Ödüller bakış açısını daraltır, derin ve özgür düşünmeyi engeller, yaratıcılığı azaltır. Ödül yerine motive edin ve olumlu geri bildirim verin. Ödüller ve cezalar koşullara bağlıdır. İkisi de sakıncalıdır.
‘’Çocuğun bir etkinliğe karşı İLGİSİ (İÇ MOTİVASYONU) varsa, ona bir de ödül (dış motivasyon) eklenirse o çocuğun motivasyonu daha da artmıyor. Tam tersi ilgisi (iç motivasyonu) azalıyor. Çocuk severek yaptığı işi, ödül aldıktan sonra daha az seviyor. Hatta o işe karşı olumsuz tutum geliştiriyor.’’
Çocuklarınızı ödüle boğarak cezalandırmayın. Gelişim evrelerine uygun sorumluluklar vermek suretiyle onları geliştirin, onurlandırın, gururlandırın. Özgüvenlerini gelişimleriyle özsaygılarını destekleyin, yükseltin.
ÇARE: Okullar, öğrenciler; kurumların, firmaların etkinliklerine katılabilirler. Ancak ilkokul ve orta okuldaki öğrenciler yarıştırılmamalı. Katılım esası uygulanmalı, her katılana teşekkür edilip, katılım belgesi verilmeli.

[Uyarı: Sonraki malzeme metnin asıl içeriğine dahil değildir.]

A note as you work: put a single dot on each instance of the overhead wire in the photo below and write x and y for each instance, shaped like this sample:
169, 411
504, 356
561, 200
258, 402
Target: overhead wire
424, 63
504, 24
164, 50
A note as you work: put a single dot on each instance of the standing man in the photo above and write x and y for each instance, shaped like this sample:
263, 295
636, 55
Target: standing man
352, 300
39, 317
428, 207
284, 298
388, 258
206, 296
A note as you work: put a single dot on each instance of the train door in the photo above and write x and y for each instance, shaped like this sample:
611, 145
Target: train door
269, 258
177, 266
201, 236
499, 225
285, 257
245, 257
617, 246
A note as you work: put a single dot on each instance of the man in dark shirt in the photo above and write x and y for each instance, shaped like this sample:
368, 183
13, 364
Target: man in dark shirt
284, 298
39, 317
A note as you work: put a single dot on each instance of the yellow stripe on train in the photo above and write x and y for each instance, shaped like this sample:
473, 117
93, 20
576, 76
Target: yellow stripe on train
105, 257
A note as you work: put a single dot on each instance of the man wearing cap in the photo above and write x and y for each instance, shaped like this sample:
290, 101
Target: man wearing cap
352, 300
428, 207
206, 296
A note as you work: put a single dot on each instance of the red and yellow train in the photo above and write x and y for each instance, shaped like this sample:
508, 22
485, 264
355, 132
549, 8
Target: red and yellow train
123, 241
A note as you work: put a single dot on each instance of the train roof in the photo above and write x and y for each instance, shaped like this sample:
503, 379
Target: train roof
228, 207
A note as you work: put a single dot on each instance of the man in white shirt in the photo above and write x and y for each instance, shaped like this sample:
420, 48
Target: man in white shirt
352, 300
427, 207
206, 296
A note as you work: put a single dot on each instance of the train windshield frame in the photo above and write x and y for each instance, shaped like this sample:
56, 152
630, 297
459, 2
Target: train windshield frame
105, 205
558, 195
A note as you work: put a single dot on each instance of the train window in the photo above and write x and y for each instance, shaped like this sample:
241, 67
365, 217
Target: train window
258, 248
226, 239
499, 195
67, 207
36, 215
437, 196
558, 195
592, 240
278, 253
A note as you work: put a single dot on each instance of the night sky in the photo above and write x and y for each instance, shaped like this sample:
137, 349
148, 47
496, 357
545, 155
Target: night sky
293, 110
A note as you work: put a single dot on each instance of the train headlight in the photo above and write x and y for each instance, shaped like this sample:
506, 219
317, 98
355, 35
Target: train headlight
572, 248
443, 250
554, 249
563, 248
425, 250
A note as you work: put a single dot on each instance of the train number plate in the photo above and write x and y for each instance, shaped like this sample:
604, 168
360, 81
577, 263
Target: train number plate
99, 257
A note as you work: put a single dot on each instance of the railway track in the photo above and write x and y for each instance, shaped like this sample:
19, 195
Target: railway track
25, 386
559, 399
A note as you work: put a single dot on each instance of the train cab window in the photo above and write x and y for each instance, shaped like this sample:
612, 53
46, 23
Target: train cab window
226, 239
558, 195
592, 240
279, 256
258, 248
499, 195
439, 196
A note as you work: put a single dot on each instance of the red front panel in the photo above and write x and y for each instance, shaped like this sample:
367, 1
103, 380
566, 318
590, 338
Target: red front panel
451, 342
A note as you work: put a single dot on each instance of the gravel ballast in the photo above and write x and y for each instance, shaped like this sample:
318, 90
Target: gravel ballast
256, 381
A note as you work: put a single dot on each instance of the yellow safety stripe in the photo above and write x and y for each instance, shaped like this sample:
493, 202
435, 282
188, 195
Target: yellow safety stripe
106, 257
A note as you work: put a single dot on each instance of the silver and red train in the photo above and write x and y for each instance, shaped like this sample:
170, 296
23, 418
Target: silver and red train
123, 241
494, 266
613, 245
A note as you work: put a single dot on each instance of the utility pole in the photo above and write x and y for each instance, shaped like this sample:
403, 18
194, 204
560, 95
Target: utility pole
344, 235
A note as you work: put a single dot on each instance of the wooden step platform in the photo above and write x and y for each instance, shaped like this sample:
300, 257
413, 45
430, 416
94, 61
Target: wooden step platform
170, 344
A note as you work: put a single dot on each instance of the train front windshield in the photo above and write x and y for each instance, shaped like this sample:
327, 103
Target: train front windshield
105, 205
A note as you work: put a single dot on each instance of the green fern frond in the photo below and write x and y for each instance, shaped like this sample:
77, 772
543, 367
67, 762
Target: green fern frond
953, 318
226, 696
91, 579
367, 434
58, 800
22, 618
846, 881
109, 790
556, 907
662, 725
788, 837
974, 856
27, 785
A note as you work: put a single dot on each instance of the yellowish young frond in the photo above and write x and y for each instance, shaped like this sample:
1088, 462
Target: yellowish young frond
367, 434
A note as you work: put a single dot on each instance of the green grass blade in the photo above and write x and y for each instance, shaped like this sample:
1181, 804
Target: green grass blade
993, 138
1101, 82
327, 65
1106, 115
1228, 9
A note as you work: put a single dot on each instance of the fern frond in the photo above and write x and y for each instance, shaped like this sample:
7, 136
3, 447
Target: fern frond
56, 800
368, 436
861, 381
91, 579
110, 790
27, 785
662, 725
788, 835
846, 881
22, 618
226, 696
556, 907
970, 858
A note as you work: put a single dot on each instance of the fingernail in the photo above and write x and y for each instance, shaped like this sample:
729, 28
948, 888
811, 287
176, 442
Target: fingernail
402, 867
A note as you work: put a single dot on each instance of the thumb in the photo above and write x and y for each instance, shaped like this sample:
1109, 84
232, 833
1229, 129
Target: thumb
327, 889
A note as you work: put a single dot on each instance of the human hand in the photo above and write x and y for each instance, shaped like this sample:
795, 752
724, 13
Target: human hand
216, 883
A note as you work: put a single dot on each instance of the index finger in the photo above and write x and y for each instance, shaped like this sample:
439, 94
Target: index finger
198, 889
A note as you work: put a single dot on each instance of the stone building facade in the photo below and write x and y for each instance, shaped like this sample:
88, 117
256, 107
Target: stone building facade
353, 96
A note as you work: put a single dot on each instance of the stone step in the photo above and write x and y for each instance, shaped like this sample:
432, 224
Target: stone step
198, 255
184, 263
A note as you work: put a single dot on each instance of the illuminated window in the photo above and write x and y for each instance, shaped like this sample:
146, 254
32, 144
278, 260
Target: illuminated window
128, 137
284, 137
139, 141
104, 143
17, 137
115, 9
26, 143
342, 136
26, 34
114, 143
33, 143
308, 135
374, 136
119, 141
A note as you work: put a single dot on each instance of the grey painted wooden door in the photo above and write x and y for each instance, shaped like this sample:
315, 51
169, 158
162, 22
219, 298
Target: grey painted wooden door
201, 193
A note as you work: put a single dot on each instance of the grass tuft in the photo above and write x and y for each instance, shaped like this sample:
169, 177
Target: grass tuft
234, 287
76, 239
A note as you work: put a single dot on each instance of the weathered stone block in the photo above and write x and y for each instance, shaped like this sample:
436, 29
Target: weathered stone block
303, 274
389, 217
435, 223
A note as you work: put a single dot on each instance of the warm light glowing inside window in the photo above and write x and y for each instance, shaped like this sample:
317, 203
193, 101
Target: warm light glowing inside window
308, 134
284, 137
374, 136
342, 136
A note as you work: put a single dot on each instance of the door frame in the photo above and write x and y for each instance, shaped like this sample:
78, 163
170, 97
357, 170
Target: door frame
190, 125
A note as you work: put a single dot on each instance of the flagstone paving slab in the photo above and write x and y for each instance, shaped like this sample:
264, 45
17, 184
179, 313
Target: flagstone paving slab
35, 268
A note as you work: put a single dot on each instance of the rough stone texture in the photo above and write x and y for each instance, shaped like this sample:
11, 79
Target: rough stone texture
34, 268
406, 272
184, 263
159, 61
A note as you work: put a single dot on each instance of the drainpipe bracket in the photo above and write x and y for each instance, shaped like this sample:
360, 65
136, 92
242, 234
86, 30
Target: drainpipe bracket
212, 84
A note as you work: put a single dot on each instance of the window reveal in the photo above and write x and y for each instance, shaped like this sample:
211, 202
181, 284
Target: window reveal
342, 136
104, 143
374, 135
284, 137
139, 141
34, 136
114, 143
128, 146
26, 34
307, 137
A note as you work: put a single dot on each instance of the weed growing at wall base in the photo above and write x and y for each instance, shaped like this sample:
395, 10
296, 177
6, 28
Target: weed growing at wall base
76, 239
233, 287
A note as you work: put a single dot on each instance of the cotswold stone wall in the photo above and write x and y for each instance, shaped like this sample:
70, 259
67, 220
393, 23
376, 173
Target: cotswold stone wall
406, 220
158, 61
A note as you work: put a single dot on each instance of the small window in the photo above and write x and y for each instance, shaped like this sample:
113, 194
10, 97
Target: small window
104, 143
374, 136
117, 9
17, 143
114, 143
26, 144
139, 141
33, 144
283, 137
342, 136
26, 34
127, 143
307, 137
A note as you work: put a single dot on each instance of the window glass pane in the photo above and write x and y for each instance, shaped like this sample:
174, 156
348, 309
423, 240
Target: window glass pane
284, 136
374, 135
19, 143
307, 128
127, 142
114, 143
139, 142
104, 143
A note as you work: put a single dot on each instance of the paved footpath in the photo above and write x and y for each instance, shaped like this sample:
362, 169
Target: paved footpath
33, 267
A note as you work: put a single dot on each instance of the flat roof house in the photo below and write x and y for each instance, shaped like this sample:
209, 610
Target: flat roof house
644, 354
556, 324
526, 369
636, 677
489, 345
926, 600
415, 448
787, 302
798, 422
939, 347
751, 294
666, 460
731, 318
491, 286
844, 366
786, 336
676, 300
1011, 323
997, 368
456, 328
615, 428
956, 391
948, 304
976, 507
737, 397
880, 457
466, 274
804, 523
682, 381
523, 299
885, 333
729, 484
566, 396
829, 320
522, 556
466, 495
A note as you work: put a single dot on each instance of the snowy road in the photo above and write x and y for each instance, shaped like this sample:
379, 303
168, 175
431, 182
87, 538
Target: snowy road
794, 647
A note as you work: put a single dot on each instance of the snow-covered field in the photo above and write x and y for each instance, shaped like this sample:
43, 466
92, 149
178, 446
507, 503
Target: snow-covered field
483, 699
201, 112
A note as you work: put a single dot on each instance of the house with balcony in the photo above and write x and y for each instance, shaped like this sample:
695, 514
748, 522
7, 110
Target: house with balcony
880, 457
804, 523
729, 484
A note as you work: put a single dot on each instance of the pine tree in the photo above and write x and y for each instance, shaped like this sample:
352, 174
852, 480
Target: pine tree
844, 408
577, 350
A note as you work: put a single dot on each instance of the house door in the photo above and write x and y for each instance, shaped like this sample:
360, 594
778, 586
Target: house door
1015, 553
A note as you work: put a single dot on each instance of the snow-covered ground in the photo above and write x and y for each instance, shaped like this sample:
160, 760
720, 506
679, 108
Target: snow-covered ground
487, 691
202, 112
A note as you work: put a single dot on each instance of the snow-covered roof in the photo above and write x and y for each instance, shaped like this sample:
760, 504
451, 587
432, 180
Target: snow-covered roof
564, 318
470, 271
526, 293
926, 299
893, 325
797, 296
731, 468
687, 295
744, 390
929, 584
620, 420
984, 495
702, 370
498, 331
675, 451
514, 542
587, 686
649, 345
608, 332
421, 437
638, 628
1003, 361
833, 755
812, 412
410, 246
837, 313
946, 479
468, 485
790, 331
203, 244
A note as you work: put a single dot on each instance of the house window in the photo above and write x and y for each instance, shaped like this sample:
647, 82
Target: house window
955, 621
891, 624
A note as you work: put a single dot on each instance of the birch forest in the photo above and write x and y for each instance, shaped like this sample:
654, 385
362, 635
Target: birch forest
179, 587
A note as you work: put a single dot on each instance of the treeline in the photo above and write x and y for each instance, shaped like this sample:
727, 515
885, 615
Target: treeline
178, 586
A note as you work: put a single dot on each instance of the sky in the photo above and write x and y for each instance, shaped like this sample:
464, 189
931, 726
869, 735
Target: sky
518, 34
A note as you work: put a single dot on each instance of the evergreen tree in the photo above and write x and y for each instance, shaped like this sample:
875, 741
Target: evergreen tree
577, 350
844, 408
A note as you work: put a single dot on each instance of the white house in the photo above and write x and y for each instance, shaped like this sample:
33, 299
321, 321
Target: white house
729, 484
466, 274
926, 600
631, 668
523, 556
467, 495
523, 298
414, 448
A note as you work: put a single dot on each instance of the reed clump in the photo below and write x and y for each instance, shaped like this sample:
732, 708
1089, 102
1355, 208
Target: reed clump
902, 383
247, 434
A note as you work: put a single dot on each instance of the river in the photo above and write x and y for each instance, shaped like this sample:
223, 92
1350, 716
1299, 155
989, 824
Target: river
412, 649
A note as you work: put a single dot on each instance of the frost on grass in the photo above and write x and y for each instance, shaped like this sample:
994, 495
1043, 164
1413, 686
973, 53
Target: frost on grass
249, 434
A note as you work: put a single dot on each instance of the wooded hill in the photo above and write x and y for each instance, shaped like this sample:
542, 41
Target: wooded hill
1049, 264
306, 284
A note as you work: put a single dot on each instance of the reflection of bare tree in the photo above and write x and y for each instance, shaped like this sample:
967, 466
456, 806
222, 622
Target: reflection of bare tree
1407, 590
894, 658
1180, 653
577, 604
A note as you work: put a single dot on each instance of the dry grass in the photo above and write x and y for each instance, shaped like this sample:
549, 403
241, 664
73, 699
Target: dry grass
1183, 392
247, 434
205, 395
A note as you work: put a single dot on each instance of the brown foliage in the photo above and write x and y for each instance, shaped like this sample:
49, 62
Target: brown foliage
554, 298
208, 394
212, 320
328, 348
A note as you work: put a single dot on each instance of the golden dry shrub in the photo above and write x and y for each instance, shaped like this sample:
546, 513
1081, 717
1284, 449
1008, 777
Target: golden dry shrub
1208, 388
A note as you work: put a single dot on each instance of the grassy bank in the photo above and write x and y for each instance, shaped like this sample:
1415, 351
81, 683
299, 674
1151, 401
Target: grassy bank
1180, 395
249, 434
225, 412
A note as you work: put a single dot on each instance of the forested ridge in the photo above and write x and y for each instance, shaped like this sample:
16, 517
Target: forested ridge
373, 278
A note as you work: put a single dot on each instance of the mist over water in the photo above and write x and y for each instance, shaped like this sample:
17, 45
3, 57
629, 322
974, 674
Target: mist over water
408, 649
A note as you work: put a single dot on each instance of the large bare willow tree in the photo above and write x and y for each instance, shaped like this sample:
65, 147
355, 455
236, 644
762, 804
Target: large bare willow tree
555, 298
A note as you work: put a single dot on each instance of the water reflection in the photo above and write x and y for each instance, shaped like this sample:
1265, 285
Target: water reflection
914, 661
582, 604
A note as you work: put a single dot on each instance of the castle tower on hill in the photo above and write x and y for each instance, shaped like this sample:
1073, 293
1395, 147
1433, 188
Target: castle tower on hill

Japonya’da, G. Kore’de yapılan budur. Böylece çocukların iletişim ve iş birliği, uzlaşı becerileri artırılır, toplumsal kaynaşma daha güzel sağlanmış olur. Çocukların psikolojiler bozulmadan öğrenme, üretme, iyilik yapma becerileri gelişmiş olur.